Improving outcomes in very small children is a major goal of pediatric liver transplantation. This report describes our experience of living related liver transplantation in an infant weighing 3.98 kg. The recipient, a 80-day-old male infant with congenital biliary atresia, was treated with living donor liver transplantation and then followed up for 6 months. The left lateral segment (segment II, III) with reduced size from the donor, his 26-year-old mother, was used as the graft. The graft weighed 200 g.
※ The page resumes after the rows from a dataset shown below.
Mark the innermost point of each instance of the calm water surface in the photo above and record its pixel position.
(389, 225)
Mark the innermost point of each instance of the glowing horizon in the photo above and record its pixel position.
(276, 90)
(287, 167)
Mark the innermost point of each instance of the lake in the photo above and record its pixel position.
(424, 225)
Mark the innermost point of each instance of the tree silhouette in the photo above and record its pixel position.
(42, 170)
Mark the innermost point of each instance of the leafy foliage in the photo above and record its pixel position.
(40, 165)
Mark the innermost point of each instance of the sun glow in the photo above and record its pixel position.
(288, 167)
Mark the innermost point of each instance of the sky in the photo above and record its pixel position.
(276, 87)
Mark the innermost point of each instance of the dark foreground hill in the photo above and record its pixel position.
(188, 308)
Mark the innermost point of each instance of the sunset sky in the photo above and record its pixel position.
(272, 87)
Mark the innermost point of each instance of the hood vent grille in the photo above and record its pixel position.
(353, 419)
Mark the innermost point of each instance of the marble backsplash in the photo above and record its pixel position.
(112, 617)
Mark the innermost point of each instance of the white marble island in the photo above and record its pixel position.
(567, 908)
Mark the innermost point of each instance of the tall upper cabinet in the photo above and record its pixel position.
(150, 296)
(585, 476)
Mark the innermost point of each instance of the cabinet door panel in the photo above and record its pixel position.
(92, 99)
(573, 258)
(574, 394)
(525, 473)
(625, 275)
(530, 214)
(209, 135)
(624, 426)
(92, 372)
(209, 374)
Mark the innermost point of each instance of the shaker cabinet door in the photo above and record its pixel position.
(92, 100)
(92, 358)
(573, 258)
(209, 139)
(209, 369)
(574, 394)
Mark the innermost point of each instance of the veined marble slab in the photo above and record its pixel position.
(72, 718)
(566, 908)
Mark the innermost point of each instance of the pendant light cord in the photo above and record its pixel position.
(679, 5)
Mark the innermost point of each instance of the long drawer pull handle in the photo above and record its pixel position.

The graft weight to recipient body weight ratio was 5.025%. The donor regained her liver function within 3 days and was discharged on day 8. The patient showed good results. Liver function returned to normal 9 days after the operation with bilirubin level almost decreased to normal. Cyclosporin, mycophenolate mofetil and prednisone were used for postoperative immunosuppression. No bleeding, thrombosis, infection or bile leakage occurred. The patient had slight fever because of a little collection in the abdomen and recovered after paracentesis and drainage. He was discharged on day 16. The donor and recipient are in satisfactory condition at present. Improvement of technique in hepatic surgery, microsurgical technique in vascular surgery and postoperative intensive care are the keys to ensure the success of the procedure.

Fig. 1

The liver parenchyma was excised well to the right of the attachment of the falciform ligament.

Fig. 2

Donor hepatic angiogram showing normal arterial structure.

Fig. 3

Cholangiography of the donor. Two branches of right bile duct (anterior and posterior right bile ducts) of the mother.